Accord de pêche Maroc-Union européenne : Quelle évaluation ?
Par Jawad Kerdoudi
Président de l’IMRI (Institut Marocain des Relations Internationales)
Commencées le 8 Novembre 2012, et après six round de négociations le nouveau Protocole d’Accord de pêche a été paraphé à Rabat le 24 Juillet 2013 par Aziz Akhannouch ministre de l’agriculture et de la pêche maritime et Maria Damanaki Commissaire européenne en charge des affaires maritimes et de la pêche.

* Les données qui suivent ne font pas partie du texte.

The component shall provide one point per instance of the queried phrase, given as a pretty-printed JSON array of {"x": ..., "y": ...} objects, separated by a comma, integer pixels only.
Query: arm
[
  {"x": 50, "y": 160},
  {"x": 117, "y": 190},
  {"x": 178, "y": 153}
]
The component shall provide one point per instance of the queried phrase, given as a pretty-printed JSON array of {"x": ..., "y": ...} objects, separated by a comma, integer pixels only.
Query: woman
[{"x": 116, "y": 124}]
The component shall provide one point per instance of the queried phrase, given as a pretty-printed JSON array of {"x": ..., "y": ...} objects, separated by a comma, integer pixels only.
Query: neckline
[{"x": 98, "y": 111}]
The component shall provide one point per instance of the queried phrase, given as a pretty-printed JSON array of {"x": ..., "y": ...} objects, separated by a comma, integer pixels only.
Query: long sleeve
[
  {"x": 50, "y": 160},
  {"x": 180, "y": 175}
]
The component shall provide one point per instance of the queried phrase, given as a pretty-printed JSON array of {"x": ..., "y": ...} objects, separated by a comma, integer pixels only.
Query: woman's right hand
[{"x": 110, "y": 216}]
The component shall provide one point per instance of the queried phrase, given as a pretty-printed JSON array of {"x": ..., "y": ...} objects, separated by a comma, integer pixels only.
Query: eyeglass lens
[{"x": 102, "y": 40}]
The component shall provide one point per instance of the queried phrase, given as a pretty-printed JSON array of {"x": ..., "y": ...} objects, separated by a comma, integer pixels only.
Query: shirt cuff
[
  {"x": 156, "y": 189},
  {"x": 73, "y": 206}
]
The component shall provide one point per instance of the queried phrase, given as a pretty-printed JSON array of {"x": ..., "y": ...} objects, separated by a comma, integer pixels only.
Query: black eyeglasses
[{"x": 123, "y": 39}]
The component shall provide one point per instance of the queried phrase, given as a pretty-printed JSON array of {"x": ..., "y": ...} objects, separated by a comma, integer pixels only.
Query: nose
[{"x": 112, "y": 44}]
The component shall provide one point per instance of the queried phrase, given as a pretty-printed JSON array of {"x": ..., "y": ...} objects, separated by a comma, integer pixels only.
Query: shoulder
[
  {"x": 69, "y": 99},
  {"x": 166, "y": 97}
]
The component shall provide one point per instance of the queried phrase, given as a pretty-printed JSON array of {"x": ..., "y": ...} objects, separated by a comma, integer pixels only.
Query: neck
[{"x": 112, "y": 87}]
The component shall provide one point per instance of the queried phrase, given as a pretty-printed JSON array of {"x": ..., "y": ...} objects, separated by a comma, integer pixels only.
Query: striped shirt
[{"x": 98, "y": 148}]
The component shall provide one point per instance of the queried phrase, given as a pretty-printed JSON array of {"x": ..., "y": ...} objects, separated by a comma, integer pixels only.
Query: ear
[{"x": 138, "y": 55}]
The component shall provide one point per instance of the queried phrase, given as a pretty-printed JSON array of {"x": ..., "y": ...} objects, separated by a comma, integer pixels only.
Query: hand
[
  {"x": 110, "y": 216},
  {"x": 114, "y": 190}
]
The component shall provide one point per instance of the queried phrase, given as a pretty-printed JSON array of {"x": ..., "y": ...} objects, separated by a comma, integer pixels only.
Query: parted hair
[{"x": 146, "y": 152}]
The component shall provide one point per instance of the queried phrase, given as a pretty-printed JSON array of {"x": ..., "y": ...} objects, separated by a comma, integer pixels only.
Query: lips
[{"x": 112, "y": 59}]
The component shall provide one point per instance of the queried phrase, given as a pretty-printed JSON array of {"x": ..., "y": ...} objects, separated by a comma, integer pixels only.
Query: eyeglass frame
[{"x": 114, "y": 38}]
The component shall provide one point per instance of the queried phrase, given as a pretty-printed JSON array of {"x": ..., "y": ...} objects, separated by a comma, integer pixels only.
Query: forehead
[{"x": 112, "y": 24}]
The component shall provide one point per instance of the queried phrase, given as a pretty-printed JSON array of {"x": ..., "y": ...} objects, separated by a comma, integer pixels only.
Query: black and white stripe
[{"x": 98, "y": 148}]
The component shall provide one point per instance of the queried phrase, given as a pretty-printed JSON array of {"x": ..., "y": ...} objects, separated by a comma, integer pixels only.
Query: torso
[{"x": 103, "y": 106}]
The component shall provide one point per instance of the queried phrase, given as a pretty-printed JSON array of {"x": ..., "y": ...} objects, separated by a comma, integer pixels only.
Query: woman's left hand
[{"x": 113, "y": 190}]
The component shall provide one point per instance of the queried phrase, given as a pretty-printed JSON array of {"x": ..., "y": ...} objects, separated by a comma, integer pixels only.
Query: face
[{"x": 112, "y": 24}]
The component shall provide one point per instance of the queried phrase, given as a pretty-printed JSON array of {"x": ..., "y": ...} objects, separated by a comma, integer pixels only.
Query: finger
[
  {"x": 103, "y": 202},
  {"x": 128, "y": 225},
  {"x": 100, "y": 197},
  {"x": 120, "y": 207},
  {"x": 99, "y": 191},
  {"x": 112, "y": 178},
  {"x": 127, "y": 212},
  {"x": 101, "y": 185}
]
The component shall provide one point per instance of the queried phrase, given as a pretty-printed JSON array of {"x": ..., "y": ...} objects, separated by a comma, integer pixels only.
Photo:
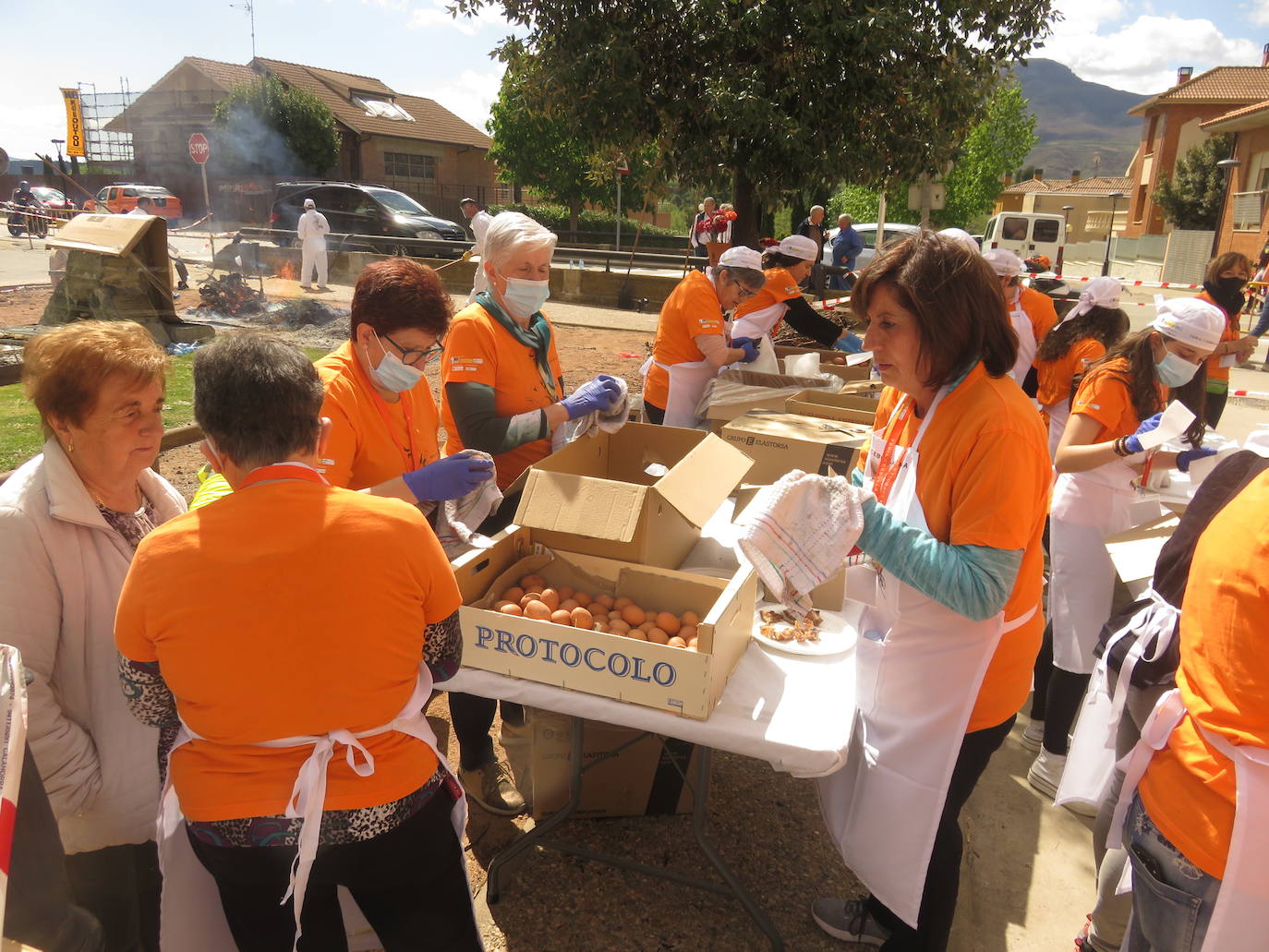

Conclu pour une période de quatre ans le protocole d’Accord a tenu compte des critères suivants : avis des scientifiques de la pêche, rentabilité économique, préservation des ressources, bonne gouvernance et respect du droit international. Le nombre de navires européens autorisé à pêcher dans les eaux territoriales marocaines a été ramené à 126 contre 137 du Protocole précédent. De même ont été définies six catégories de poissons qui pourront être péchées par les navires européens. Le nombre des marins pêcheurs marocains qui devront embarquer sur les navires européens est passé de 8 à 16 par navire. Au niveau du contrôle des quantités péchées par les navires européens, il a été prévu la programmation de mission conjointes, l’embarquement d’observateurs à bord, et le renforcement du contrôle par satellite. En contrepartie de cet Accord, le Maroc recevra un montant de 40 millions d’euros par an.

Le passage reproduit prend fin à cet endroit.